Se trata de la oreja externa de una vaca, cabra u oveja, la cual tiene dos partes relevantes para las halajot que tenemos ante nosotros:

  • El cartílago - La parte que da estructura y estabilidad a la oreja. Es la parte dura de la oreja, pero no es un hueso: es duro, firme y flexible a la vez.

  • La piel - La piel que rodea al cartílago, como el lóbulo de la oreja en un ser humano.

El principio rector: La piel vuelve a crecer después de ser dañada, mientras que el cartílago no vuelve a crecer.

La Mishná comienza con una lista de defectos, que se extiende a lo largo de varias Mishnayot: un animal que tiene uno de estos defectos tiene un defecto permanente, y a partir de ahora está permitido faenarlo fuera de la Azará, ya que fue desacralizado por la misma existencia del defecto, ya sea que haya nacido así o que se le haya causado después. Sin embargo, la determinación del defecto debe hacerse antes de la shejitá por un experto, o por tres miembros aptos de la sinagoga; y sin esto, el animal está prohibido para cualquier beneficio, al menos a nivel rabínico (miderabanan).
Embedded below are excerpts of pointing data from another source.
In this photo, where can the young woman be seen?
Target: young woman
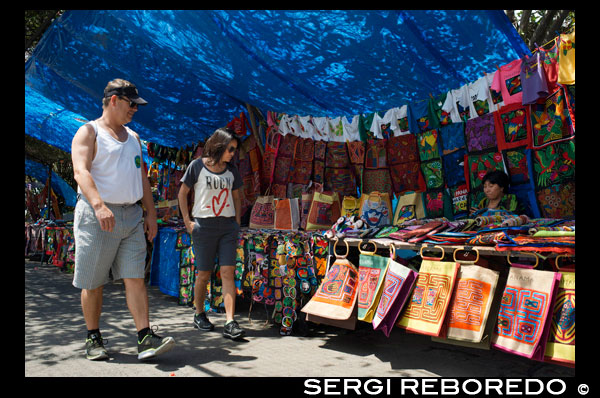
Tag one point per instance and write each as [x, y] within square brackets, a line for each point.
[495, 188]
[216, 222]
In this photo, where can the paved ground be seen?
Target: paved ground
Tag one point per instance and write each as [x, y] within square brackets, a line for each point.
[55, 334]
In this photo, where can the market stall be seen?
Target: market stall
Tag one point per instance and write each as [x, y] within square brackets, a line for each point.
[419, 259]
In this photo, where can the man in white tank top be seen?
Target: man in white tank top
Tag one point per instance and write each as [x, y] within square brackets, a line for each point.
[109, 225]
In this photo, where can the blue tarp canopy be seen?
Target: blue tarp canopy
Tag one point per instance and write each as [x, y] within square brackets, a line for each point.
[60, 186]
[197, 69]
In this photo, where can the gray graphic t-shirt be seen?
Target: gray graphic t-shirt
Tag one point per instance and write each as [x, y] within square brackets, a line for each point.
[212, 191]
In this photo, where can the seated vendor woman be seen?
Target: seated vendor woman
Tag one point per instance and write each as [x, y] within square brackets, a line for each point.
[495, 188]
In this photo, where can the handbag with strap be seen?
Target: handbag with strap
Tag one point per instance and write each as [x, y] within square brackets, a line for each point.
[334, 302]
[525, 316]
[428, 305]
[262, 215]
[350, 206]
[371, 273]
[376, 209]
[560, 347]
[397, 287]
[287, 214]
[409, 207]
[324, 211]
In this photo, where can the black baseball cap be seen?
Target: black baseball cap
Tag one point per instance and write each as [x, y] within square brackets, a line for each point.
[127, 91]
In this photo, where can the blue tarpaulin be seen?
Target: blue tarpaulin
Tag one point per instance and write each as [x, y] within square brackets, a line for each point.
[60, 186]
[197, 69]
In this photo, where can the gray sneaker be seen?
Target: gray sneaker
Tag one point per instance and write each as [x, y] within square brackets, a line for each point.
[201, 322]
[153, 345]
[233, 330]
[94, 348]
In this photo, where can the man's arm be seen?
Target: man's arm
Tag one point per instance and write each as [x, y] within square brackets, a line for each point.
[82, 154]
[183, 207]
[237, 204]
[150, 226]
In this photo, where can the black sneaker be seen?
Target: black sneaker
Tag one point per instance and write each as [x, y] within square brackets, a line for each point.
[233, 331]
[94, 347]
[201, 322]
[153, 345]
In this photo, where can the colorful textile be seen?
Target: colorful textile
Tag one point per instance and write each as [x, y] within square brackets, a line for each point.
[434, 203]
[356, 152]
[340, 180]
[426, 310]
[480, 133]
[336, 155]
[525, 312]
[551, 120]
[480, 164]
[454, 167]
[402, 149]
[371, 273]
[513, 126]
[376, 209]
[507, 80]
[427, 142]
[432, 172]
[533, 79]
[560, 347]
[421, 116]
[376, 180]
[471, 303]
[397, 286]
[407, 177]
[566, 64]
[320, 149]
[376, 154]
[554, 164]
[550, 64]
[508, 202]
[336, 296]
[452, 137]
[518, 162]
[409, 207]
[458, 196]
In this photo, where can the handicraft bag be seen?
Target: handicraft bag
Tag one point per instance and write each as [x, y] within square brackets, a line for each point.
[263, 213]
[560, 347]
[287, 214]
[409, 207]
[376, 174]
[376, 209]
[324, 211]
[431, 296]
[334, 302]
[524, 320]
[350, 206]
[471, 304]
[371, 273]
[397, 286]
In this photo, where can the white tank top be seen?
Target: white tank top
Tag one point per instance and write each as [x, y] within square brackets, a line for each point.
[116, 167]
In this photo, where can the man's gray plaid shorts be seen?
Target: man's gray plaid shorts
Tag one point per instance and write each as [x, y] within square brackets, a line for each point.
[97, 252]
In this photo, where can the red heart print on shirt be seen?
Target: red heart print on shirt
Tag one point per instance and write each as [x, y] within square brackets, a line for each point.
[217, 202]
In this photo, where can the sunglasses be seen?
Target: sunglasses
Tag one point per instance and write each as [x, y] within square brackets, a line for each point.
[131, 103]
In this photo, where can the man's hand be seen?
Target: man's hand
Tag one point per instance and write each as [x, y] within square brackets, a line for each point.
[106, 218]
[189, 225]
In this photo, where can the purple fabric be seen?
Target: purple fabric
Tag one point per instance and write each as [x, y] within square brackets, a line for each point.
[480, 133]
[390, 317]
[533, 79]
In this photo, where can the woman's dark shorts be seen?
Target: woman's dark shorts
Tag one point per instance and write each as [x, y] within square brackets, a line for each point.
[214, 236]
Los defectos de la oreja en nuestra Mishná:

  • "Pegimá" - Falta un trozo de la oreja, como si se hubiera cortado un triángulo de ella, por más mínimo que sea - siempre y cuando la falta esté en el cartílago. Pero si lo que falta es solo piel, como el lóbulo o el resto de la piel que rodea al cartílago, entonces se curará en el futuro, y no es un defecto permanente.

  • "Nisdeká" - Una grieta en la oreja, como si alguien la hubiera cortado con tijeras: aunque no le falte ningún trozo y todo el cartílago esté en su lugar, el solo hecho de que el cartílago esté agrietado - es un defecto permanente.

  • "Nékev" - Un agujero, incluso uno diminuto del tamaño de una semilla de arveja silvestre (karshiná), que es aproximadamente un tercio de un grano de cebada, se considera un defecto permanente.

  • "Yaveshá" - Una oreja seca, y los Tanaim discuten sobre su definición.

¿Qué es una oreja seca?

  • Taná Kamá: "Kol shetinakev veeinah motziá tipat dam" - Toda oreja que, al ser perforada, no saca ni una gota de sangre: cualquier oreja, incluso en la piel, que si se le hace un agujero, por más pequeño que sea, no sangra. Esto significa que el flujo de sangre a la oreja se detuvo, está seca y ya no funciona. Este es un defecto permanente, y está permitido faenar al animal.

  • Rabí Yosi ben Meshulam: "Yaveshá shetehé nifrejet" - Seca que se desmigaja: debe estar tan seca que se desmenuce, cuando se tira de ella, se rompe y se desmorona. Esta definición recuerda mucho a las descalificaciones de las Cuatro Especies que se estudiaron en el tratado de Sucá.

La halajá sigue al Taná Kamá: si el flujo sanguíneo se detuvo, y cuando se hiere o se pincha la oreja no sangra - es suficiente para llamarla seca. Es un defecto permanente, y está permitido faenar un primogénito (bejor) con este defecto fuera de la Azará.